Nope. You don't sit in on HR meetings or know people who work in HR for several major Houston companies. We've even taken out from the HR literature references to retiring with medical benefits for the few new hires who actually walk in the door.
Originally Posted by gnadfly
Just goes to show that most businesses are run on gut feel, ignorance and fear and good management practice, facts and numbers have gone out the window in a hurried rush to get "nimble". I consult at many of the largest financial, insurance and healthcare companies in the country and world along with the largest software and consulting companies and 95% of their operations, particularly IT are pretty much run totally seat of the pants as little fiefdoms for anyone who had a sponsor and mentor and could make it that far up the corporate ladder no matter if they did a good job or not.
I often point out to my clients that the top companies in many verticals train their employees extensively and the response I usually get is "when we are at the top we will too". They just don't get it and the general attitude is, "if we train anybody they might leave" except at the few really well run companies. Management, including top management is generally so poor across industries these days that it is a wonder that most companies stay in business at all (and many don't in fact).

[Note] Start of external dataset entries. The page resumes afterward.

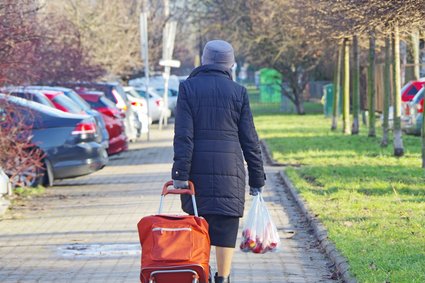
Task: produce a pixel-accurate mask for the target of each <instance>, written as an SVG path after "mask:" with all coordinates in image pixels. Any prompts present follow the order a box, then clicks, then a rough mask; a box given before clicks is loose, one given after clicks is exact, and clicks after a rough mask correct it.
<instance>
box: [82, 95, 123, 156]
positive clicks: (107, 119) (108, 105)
mask: <svg viewBox="0 0 425 283" xmlns="http://www.w3.org/2000/svg"><path fill="white" fill-rule="evenodd" d="M79 95H80V96H81V97H82V98H83V99H84V100H85V101H86V102H87V103H88V104H90V106H91V107H92V108H93V109H96V110H97V111H99V112H100V113H101V114H102V117H103V120H104V121H105V124H106V129H107V130H108V134H109V147H108V154H109V155H112V154H117V153H120V152H122V151H125V150H127V149H128V140H127V136H126V135H125V125H124V120H123V119H125V114H124V113H123V112H122V111H121V110H120V109H118V108H117V106H116V104H115V103H113V102H112V101H111V100H109V99H108V98H106V96H105V94H104V93H103V92H101V91H81V90H80V92H79Z"/></svg>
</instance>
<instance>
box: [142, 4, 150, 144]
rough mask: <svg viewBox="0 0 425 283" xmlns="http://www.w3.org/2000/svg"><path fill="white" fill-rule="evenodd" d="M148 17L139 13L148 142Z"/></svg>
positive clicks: (148, 76) (148, 124)
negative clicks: (143, 71)
mask: <svg viewBox="0 0 425 283" xmlns="http://www.w3.org/2000/svg"><path fill="white" fill-rule="evenodd" d="M147 18H148V16H147V13H146V12H143V13H140V55H141V57H142V60H144V61H145V62H144V63H145V80H146V103H147V110H148V119H147V120H148V122H147V123H148V133H147V135H148V141H150V129H149V119H150V117H151V115H150V108H149V42H148V19H147Z"/></svg>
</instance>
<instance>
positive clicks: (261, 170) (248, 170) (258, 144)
mask: <svg viewBox="0 0 425 283" xmlns="http://www.w3.org/2000/svg"><path fill="white" fill-rule="evenodd" d="M242 96H243V102H242V110H241V116H240V119H239V125H238V131H239V142H240V144H241V147H242V151H243V155H244V157H245V161H246V163H247V164H248V176H249V186H250V187H255V188H260V187H263V186H264V180H265V179H266V176H265V174H264V168H263V159H262V156H261V148H260V142H259V140H258V135H257V131H256V130H255V126H254V120H253V118H252V112H251V108H250V107H249V99H248V95H247V93H246V89H245V88H244V89H243V94H242Z"/></svg>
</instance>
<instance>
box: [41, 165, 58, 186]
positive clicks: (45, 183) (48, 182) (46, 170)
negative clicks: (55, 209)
mask: <svg viewBox="0 0 425 283" xmlns="http://www.w3.org/2000/svg"><path fill="white" fill-rule="evenodd" d="M43 167H44V168H45V173H44V176H43V182H42V184H43V186H45V187H51V186H53V181H54V179H55V178H54V175H53V168H52V164H51V163H50V161H49V160H48V159H44V161H43Z"/></svg>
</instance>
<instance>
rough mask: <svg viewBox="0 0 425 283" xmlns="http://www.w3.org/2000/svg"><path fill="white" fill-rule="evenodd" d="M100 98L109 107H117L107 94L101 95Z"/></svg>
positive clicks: (114, 107)
mask: <svg viewBox="0 0 425 283" xmlns="http://www.w3.org/2000/svg"><path fill="white" fill-rule="evenodd" d="M99 100H100V101H101V102H102V103H103V105H105V106H106V107H108V108H117V105H116V104H115V103H114V102H112V100H110V99H109V98H107V97H106V96H101V97H100V99H99Z"/></svg>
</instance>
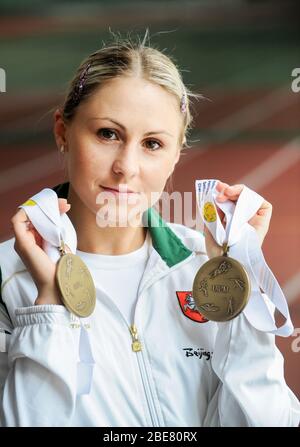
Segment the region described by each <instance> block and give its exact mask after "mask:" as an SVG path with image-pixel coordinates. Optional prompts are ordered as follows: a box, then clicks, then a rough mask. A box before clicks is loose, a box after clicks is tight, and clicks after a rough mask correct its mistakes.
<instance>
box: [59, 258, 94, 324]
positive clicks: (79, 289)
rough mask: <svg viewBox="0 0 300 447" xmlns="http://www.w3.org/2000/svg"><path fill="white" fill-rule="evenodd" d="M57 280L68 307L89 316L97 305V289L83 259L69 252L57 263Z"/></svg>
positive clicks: (70, 310) (65, 304) (60, 290)
mask: <svg viewBox="0 0 300 447" xmlns="http://www.w3.org/2000/svg"><path fill="white" fill-rule="evenodd" d="M56 268H57V270H56V281H57V284H58V287H59V290H60V292H61V295H62V301H63V304H64V305H65V306H66V308H67V309H68V310H69V311H70V312H72V313H74V314H75V315H77V316H79V317H88V316H89V315H90V314H91V313H92V312H93V310H94V308H95V305H96V289H95V285H94V282H93V278H92V276H91V274H90V272H89V269H88V268H87V266H86V265H85V263H84V262H83V261H82V259H81V258H80V257H79V256H77V255H74V254H71V253H67V254H64V255H63V256H61V258H60V259H59V261H58V263H57V267H56Z"/></svg>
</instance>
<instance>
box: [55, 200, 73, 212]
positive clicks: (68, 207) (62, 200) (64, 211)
mask: <svg viewBox="0 0 300 447" xmlns="http://www.w3.org/2000/svg"><path fill="white" fill-rule="evenodd" d="M58 208H59V212H60V214H64V213H67V212H68V211H69V210H70V208H71V205H70V204H69V203H68V201H67V199H58Z"/></svg>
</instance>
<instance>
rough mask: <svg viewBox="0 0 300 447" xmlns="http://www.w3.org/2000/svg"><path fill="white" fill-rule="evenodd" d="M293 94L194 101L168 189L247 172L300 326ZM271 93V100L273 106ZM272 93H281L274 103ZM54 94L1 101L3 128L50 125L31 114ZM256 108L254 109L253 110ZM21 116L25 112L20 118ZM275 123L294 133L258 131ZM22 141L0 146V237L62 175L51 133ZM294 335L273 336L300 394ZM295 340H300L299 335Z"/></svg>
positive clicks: (298, 268) (299, 155)
mask: <svg viewBox="0 0 300 447" xmlns="http://www.w3.org/2000/svg"><path fill="white" fill-rule="evenodd" d="M212 94H213V93H212ZM206 95H207V93H206ZM280 95H281V96H280ZM207 96H209V95H207ZM215 96H216V95H215ZM298 96H299V98H298V97H295V94H291V93H290V92H289V91H288V89H286V92H285V94H283V95H282V92H281V93H280V92H278V91H275V90H274V91H272V90H270V91H266V90H264V91H256V92H252V93H251V94H249V93H245V94H243V93H242V92H239V93H238V94H237V93H235V92H226V94H222V95H220V96H219V97H215V98H213V102H211V103H208V102H203V103H199V104H198V105H197V118H196V123H195V124H196V129H197V132H198V134H199V138H200V142H198V143H196V144H195V145H194V148H193V149H190V150H189V151H186V153H185V155H183V156H182V159H181V162H180V164H179V166H178V170H177V172H176V175H175V178H174V190H178V191H182V192H183V191H192V192H193V191H194V180H195V179H197V178H219V179H222V180H224V181H226V182H228V183H236V182H238V183H239V182H243V181H244V180H245V181H246V180H248V181H246V183H247V184H248V185H249V186H250V187H253V188H254V189H255V190H256V191H257V192H259V193H260V194H262V195H263V196H264V197H265V198H266V199H267V200H268V201H270V202H271V203H272V204H273V206H274V214H273V219H272V225H271V229H270V233H269V235H268V237H267V238H266V241H265V243H264V253H265V257H266V259H267V262H268V264H269V266H270V267H271V269H272V270H273V272H274V274H275V275H276V277H277V278H278V280H279V282H280V284H281V285H282V287H283V288H285V290H286V291H287V298H288V299H289V301H290V310H291V314H292V318H293V322H294V326H295V328H300V292H299V290H300V256H299V253H300V221H299V220H300V216H299V194H300V176H299V172H300V142H299V140H297V138H296V136H295V135H296V134H297V130H298V127H299V125H298V122H297V120H298V119H299V118H298V117H299V101H300V93H299V95H298ZM264 98H265V99H264ZM272 98H273V99H274V98H275V100H276V101H275V103H276V106H274V107H273V106H272V100H273V99H272ZM278 98H281V99H280V100H281V101H282V103H281V104H279V105H278V100H279V99H278ZM1 100H2V98H1ZM58 101H59V98H53V97H51V98H47V97H42V98H36V99H33V100H32V102H31V104H30V105H28V103H27V102H26V101H25V100H24V101H22V98H21V99H20V98H19V99H18V102H16V103H15V104H12V103H11V102H10V104H5V101H3V102H1V104H0V116H1V115H2V120H1V122H2V124H1V131H2V132H4V131H5V132H7V133H8V134H11V131H12V130H13V129H16V130H18V131H20V130H21V131H22V129H24V127H26V129H31V128H32V129H37V130H38V131H46V132H47V131H48V132H49V130H50V129H51V117H50V116H47V117H46V118H45V119H43V120H41V121H40V122H39V123H37V121H38V119H39V118H40V117H41V116H42V115H43V114H44V113H45V112H46V111H47V110H49V108H50V107H52V106H53V105H55V104H57V103H58ZM255 110H257V113H259V114H260V116H258V118H257V114H256V113H255ZM4 111H5V113H4ZM1 112H2V113H1ZM24 116H26V117H27V118H26V121H25V123H24ZM279 127H280V128H281V129H283V130H286V131H288V132H289V135H293V136H292V137H291V138H287V137H286V136H285V135H283V136H281V138H279V139H278V138H268V137H264V135H267V136H268V135H269V136H270V135H271V134H270V132H272V131H276V129H277V128H279ZM26 129H25V130H26ZM216 132H219V133H220V132H221V133H222V132H223V134H222V135H223V137H222V138H221V139H218V140H217V141H214V136H215V135H216ZM293 132H294V134H295V135H294V134H293ZM249 135H251V138H249ZM37 140H38V139H37ZM24 141H25V142H24ZM24 141H22V139H21V141H20V142H19V143H18V142H14V143H10V142H9V141H8V142H7V143H6V144H3V145H2V146H1V166H0V201H1V204H2V206H1V215H0V219H1V226H0V241H1V240H4V239H6V238H8V237H10V236H12V232H11V228H10V222H9V221H10V217H11V216H12V215H13V214H14V212H15V209H16V207H17V205H18V204H20V203H22V202H23V201H25V199H27V198H28V197H30V196H31V195H32V194H34V193H35V192H36V191H38V190H40V189H42V188H43V187H47V186H52V185H55V184H57V183H59V182H61V181H63V178H64V175H63V171H62V169H61V165H60V159H59V155H57V153H56V151H55V144H54V139H53V141H52V142H49V143H45V142H43V144H41V143H39V142H38V141H31V142H30V141H29V142H28V143H26V140H24ZM292 341H293V338H292V337H291V338H289V339H283V338H279V337H278V338H277V343H278V346H279V348H280V349H281V351H282V352H283V354H284V357H285V358H286V361H287V363H286V365H287V367H286V378H287V382H288V383H289V385H290V386H291V387H292V389H293V390H294V391H295V392H296V393H297V395H298V396H300V383H299V380H298V376H299V364H300V361H299V359H300V352H299V353H295V352H293V351H292V349H291V343H292ZM298 346H299V348H300V341H299V343H298Z"/></svg>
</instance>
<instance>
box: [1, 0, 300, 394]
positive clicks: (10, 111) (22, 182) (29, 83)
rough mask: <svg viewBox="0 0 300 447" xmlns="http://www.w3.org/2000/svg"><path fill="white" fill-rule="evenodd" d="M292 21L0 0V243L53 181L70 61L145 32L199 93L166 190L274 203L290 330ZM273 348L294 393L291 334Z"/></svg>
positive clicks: (67, 1)
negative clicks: (247, 191) (257, 193)
mask: <svg viewBox="0 0 300 447" xmlns="http://www.w3.org/2000/svg"><path fill="white" fill-rule="evenodd" d="M299 19H300V2H299V1H298V0H295V1H289V0H286V1H284V0H282V1H276V0H261V1H259V0H256V1H254V0H252V1H251V0H248V1H247V0H189V1H185V0H180V1H173V0H170V1H158V0H157V1H155V0H151V1H150V0H149V1H119V0H109V1H105V0H102V1H99V0H97V1H96V0H95V1H91V0H89V1H72V2H71V1H63V0H61V1H59V0H51V1H50V0H43V1H39V0H26V1H21V0H0V68H2V69H4V70H5V72H6V92H5V93H0V151H1V152H0V201H1V209H0V242H1V241H3V240H5V239H7V238H10V237H12V231H11V228H10V218H11V216H12V215H13V214H14V212H15V209H16V207H17V206H18V205H19V204H20V203H22V202H24V201H25V200H26V199H27V198H29V197H30V196H31V195H33V194H34V193H36V192H38V191H39V190H40V189H42V188H44V187H51V186H54V185H56V184H57V183H59V182H62V181H63V180H64V174H63V170H62V160H61V158H60V155H59V154H58V151H57V149H56V146H55V142H54V138H53V134H52V113H53V108H55V107H56V106H57V105H59V104H60V103H61V101H62V98H63V95H64V91H65V89H66V86H67V83H68V81H69V79H70V78H71V77H72V75H73V72H74V70H75V69H76V67H77V66H78V65H79V63H80V62H81V60H82V59H83V58H84V57H86V56H87V55H88V54H89V53H91V52H93V51H95V50H97V49H98V48H99V47H101V45H102V41H105V42H106V41H108V40H110V38H111V34H110V32H109V30H110V29H111V30H112V31H113V32H120V33H121V35H122V36H125V35H127V34H128V33H130V34H131V35H132V37H134V36H135V35H137V34H138V35H140V36H144V33H145V30H146V28H149V31H150V42H151V43H153V44H155V45H156V46H158V47H159V48H160V49H166V52H167V54H169V55H170V56H172V57H173V58H175V60H176V61H177V63H178V65H179V67H180V68H181V70H182V73H183V77H184V81H185V83H186V84H187V85H188V86H189V87H190V88H192V89H193V90H194V91H196V92H200V93H202V94H203V95H204V96H205V97H207V98H209V99H210V101H199V102H197V103H195V107H194V114H195V127H194V129H193V132H192V133H191V135H190V139H189V143H190V144H192V146H193V147H192V148H191V149H188V150H186V152H185V155H184V156H183V157H182V159H181V162H180V163H179V166H178V168H177V173H176V175H175V177H174V181H173V184H174V190H175V191H176V190H178V191H182V192H183V191H191V192H194V181H195V179H200V178H218V179H221V180H223V181H226V182H228V183H246V184H247V185H248V186H249V187H251V188H253V189H255V190H256V191H257V192H258V193H260V194H261V195H263V196H264V197H265V198H266V199H267V200H269V201H270V202H271V203H272V204H273V205H274V214H273V219H272V224H271V229H270V232H269V234H268V236H267V238H266V240H265V242H264V253H265V257H266V260H267V262H268V264H269V266H270V267H271V269H272V271H273V272H274V274H275V276H276V277H277V279H278V280H279V282H280V284H281V286H282V288H283V289H284V292H285V294H286V296H287V299H288V301H289V305H290V311H291V314H292V319H293V322H294V326H295V328H300V206H299V196H300V119H299V117H300V92H299V93H295V92H293V91H292V89H291V83H292V80H293V78H292V70H293V69H294V68H296V67H300V27H299V23H300V20H299ZM295 335H296V331H295ZM299 335H300V329H299V330H298V337H299ZM249 342H250V340H249ZM293 342H294V347H296V348H298V350H299V352H294V351H295V349H294V351H293V350H292V343H293ZM277 344H278V346H279V348H280V350H281V351H282V353H283V355H284V357H285V360H286V380H287V382H288V384H289V386H290V387H291V388H292V390H293V391H294V392H295V393H296V394H297V395H298V397H300V380H299V377H300V374H299V366H300V339H299V341H298V342H297V340H296V337H295V336H294V337H290V338H287V339H286V338H280V337H277ZM249 367H250V365H249ZM252 367H255V365H252Z"/></svg>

BTW, the Affordable Care Act was not passed to help companies make profits in the quarterly short run (the only thing American companies care about these days), it was passed to help the middle class and workers stay healthy so there was not a lot of lost productivity and people didn't lose their homes and retirement when they had health issues because, WHEN MAIN STREET DOES WELL, WALL ST. and everybody else does well too, but not the other way around. Maybe it isn't a perfect law or the absolute best way to do that, but it IS a START after 80 years of trying (even by Richard Milhouse Nixon that damn socialist - look it up). If big business had its way it would suck all the wealth out of the middle class and move to Switzerland or Monaco or wherever leaving the U.S.A. in shambles all for a few quarters of quarterly profits and a bunch of big bonuses. Henry Ford got this and all his competitors vilified him for it. The decade following WWII had the greatest expansion of GDP in the history of the world and the middle class grew and prospered even with up to 90% to tax rates (not that I would recommend that today), but we have forgotten that and are going to destroy our middle class and democracy to have a plutocracy where the top 1% will flee the country eventually with all their wealth leaving just a shell and not caring one whit. Look at the trends since the 80's and what don't you get about that?